In fact, I found Pennarun's post about 3 weeks ago, but have been too occupied with
work, family, and running to blog about it until now. I've thought about what
languages programmers use and why, and enjoyed reading another non-scientific
take.
Myself, I've followed two of the paths that Pennarun graphed in the blog post.
I've done different kinds of programming and dabbled in some esoteric
languages, but lately I'm doing system programming, and almost all of it in
Python 3. As Pennarun points out, when you need Python programs to run faster,
you rewrite their modules in C. I've learned to do this and have also learned
how to distribute and deploy C extension modules. I haven't felt the need to
migrate to Go, the other next stop for Python 2 programmers in Pennarun's
graph. Not yet.
Python 3 use is growing at work and people are definitely coming from
Javascript.

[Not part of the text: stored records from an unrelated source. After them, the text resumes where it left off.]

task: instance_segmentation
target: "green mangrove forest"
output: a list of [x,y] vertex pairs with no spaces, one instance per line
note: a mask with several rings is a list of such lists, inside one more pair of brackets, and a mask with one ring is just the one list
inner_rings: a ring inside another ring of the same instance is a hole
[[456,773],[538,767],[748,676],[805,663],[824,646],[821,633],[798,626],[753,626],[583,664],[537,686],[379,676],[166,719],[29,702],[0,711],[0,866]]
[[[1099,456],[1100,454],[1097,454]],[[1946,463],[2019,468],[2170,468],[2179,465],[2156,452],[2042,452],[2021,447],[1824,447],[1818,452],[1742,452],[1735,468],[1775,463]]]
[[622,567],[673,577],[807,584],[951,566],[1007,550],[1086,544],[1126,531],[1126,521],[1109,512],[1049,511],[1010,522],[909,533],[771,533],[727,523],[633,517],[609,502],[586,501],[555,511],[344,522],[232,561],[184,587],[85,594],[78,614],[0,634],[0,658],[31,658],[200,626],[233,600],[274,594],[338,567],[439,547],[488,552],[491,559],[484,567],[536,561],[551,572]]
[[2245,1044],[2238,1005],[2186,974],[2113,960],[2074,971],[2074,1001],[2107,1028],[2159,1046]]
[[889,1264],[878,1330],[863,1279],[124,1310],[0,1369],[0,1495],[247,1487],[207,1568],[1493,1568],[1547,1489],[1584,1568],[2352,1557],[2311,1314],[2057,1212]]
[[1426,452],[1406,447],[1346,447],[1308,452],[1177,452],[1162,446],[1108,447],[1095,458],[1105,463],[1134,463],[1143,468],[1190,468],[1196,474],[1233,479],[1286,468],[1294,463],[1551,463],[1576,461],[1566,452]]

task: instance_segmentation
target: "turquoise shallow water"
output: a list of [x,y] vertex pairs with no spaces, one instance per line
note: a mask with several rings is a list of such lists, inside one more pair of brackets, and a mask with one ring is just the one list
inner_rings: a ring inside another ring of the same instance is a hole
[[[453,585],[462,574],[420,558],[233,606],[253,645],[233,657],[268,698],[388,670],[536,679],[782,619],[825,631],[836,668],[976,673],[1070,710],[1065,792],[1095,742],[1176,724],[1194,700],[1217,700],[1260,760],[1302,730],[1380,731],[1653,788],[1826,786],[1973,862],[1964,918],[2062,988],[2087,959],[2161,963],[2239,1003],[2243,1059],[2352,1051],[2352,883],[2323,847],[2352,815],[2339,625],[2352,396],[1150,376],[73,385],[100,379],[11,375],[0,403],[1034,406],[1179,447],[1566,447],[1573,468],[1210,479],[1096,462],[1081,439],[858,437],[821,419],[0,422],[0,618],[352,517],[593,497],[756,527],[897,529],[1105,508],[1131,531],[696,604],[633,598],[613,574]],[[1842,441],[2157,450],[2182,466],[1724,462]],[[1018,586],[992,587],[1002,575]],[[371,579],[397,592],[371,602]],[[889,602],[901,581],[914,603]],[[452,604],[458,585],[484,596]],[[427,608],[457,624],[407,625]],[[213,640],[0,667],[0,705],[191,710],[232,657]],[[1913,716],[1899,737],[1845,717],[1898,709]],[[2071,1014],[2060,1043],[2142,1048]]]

Mostly because JS options are limited when using Apache Spark,
especially with the major Spark hosting services, not because of language
features or syntax. I do, however, see signs that some of my coworkers are
beginning to appreciate mainstream Python features like path objects, slicing,
unpacking, and f-strings. For what it's worth, no one has yet asked me how to
use type hinting or how to implement type checking, perhaps because the
language switchers tend to have begun their careers with Javascript instead of
C++ or Java.
I feel gratified when I see open source Python packages like mercantile, shapely, and rasterio spreading more quickly to other teams
at work. This pleases me, greatly. Investing modestly in Python, even when it
wasn't considered cool or the next big thing, was a good idea. It's paying off.